In February 2023, PSSI paid $1.5 million in civil money penalties after the DOL’s Wage and Hour Division found the company employed at least 102 children – some as young as 13 years old – in hazardous occupations, and had them working overnight shifts at 13 slaughterhouses in eight states. The children were working with hazardous chemicals and cleaning meat processing equipment including back saws, brisket saws and head splitters. Investigators learned at least three minors suffered injuries while working for Packers Sanitation.

As a result of the investigation, PSSI lost contracts with three of its clients, Tyson, Cargill, and JBS, and the value of the company’s debt dropped dramatically. In early November, Bloomberg reported that PSSI’s third quarter 2023 earnings had fallen 50 percent from the third quarter of 2022, with net sales down 21 percent. Moody’s downgraded PSSI’s credit rating in May and again in November, while S&P downgraded PSSI in October.

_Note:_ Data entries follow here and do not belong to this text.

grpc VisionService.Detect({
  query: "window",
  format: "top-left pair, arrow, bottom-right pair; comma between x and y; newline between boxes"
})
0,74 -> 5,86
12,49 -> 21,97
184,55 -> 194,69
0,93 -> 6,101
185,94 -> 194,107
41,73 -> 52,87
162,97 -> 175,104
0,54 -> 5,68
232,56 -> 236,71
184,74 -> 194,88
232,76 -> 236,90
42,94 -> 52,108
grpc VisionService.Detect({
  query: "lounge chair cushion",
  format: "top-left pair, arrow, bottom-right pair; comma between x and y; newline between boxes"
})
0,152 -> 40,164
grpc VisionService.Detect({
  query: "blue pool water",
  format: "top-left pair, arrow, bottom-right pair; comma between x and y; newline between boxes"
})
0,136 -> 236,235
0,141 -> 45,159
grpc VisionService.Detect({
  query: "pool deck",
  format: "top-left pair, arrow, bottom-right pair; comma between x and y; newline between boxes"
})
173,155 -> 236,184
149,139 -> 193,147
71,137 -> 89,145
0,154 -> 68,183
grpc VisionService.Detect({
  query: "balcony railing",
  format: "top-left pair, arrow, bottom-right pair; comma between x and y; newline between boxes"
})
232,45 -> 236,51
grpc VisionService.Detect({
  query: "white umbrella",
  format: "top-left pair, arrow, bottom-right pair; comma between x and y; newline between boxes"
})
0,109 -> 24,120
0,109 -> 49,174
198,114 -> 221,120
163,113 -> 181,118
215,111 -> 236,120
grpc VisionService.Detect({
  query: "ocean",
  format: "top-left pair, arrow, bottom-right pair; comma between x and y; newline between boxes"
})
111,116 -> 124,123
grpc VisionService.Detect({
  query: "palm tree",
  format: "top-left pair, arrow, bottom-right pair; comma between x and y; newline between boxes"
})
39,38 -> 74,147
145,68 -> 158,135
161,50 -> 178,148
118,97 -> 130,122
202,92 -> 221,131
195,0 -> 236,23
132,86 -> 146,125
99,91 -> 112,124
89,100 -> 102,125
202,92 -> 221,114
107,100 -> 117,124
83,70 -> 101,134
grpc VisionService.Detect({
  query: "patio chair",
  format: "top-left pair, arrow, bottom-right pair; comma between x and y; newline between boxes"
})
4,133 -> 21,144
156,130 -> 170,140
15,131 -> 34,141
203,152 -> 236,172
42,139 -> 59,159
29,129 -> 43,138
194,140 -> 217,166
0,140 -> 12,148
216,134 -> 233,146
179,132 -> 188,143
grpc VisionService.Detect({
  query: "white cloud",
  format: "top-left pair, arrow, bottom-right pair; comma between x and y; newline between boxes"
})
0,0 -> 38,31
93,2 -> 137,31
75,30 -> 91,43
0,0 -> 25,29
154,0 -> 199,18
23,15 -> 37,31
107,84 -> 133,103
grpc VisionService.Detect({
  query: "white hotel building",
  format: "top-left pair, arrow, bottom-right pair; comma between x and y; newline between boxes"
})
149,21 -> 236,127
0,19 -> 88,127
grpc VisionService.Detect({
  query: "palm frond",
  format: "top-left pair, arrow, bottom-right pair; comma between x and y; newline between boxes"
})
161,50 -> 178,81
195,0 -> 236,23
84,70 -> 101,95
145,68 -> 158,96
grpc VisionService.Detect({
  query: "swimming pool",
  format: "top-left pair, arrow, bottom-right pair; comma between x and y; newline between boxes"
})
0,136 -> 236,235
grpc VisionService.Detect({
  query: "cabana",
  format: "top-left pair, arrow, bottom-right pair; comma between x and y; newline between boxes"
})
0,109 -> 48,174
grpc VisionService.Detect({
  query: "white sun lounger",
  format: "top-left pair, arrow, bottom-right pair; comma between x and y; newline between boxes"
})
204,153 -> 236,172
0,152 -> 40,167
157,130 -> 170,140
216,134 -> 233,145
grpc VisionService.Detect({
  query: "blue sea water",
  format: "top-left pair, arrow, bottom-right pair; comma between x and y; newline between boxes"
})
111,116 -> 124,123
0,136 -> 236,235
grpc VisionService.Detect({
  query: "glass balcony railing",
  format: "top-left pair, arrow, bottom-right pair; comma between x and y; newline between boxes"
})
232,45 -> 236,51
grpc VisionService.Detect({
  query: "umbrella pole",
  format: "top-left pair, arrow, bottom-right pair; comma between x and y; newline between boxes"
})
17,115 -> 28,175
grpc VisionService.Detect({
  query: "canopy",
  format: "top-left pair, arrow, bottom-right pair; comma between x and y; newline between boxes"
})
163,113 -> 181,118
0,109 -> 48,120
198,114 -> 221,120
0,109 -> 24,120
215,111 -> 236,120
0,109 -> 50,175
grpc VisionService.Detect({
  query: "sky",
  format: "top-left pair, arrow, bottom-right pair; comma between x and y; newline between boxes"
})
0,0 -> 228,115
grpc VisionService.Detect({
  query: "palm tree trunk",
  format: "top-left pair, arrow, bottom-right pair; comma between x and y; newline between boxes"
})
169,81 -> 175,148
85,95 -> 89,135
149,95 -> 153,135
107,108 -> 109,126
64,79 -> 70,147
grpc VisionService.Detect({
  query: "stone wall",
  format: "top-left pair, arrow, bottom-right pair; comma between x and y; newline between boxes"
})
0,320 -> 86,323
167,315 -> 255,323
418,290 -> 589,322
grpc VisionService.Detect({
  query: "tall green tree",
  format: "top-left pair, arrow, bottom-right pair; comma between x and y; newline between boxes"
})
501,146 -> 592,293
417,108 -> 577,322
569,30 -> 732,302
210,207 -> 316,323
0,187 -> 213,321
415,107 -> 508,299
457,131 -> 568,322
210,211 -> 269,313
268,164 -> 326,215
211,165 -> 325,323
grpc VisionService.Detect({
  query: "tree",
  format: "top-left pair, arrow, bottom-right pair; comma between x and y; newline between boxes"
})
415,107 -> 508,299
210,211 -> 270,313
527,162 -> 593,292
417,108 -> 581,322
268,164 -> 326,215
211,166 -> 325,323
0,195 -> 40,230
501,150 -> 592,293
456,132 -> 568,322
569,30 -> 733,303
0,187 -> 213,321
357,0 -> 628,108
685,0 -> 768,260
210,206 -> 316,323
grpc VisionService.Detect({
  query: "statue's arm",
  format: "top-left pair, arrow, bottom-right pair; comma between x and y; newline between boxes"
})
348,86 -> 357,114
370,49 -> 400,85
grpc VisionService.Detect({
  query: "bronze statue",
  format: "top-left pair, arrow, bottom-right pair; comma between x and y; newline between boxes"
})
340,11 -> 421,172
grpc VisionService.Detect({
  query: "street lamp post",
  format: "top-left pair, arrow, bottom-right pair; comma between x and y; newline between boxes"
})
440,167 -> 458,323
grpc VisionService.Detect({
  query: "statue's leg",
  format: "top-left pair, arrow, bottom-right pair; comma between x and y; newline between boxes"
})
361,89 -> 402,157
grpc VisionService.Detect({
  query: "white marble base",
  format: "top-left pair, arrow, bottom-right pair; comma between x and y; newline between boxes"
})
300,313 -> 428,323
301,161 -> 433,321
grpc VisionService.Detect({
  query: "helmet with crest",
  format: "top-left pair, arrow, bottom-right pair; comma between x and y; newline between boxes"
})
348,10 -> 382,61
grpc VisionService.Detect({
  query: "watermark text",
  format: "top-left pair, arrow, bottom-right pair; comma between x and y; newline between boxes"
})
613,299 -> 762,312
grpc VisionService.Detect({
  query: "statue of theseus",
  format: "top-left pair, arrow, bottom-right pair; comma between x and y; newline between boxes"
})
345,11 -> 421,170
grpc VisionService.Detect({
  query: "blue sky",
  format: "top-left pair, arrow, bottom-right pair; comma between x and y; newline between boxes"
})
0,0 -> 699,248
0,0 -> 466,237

Ongoing labor problems within the Blackstone portfolio recently led New Mexico Treasurer, Laura Montoya, to write Blackstone stating that she would “no longer support the future investment of New Mexico’s state funds with [Blackstone], at least until [the] firm can demonstrate that its businesses have significantly improved their labor practices.”

Blackstone received the lowest grade on the Private Equity Labor Scorecard, scoring worse than all its peers in amount paid for wage and hour violations, wage and hour lawsuit settlements, and amount paid for OSHA violations.

The Blackstone Group should proactively guarantee labor rights across its portfolio by embracing a portfolio-wide set of labor standards like the Private Equity Labor Rights Platform.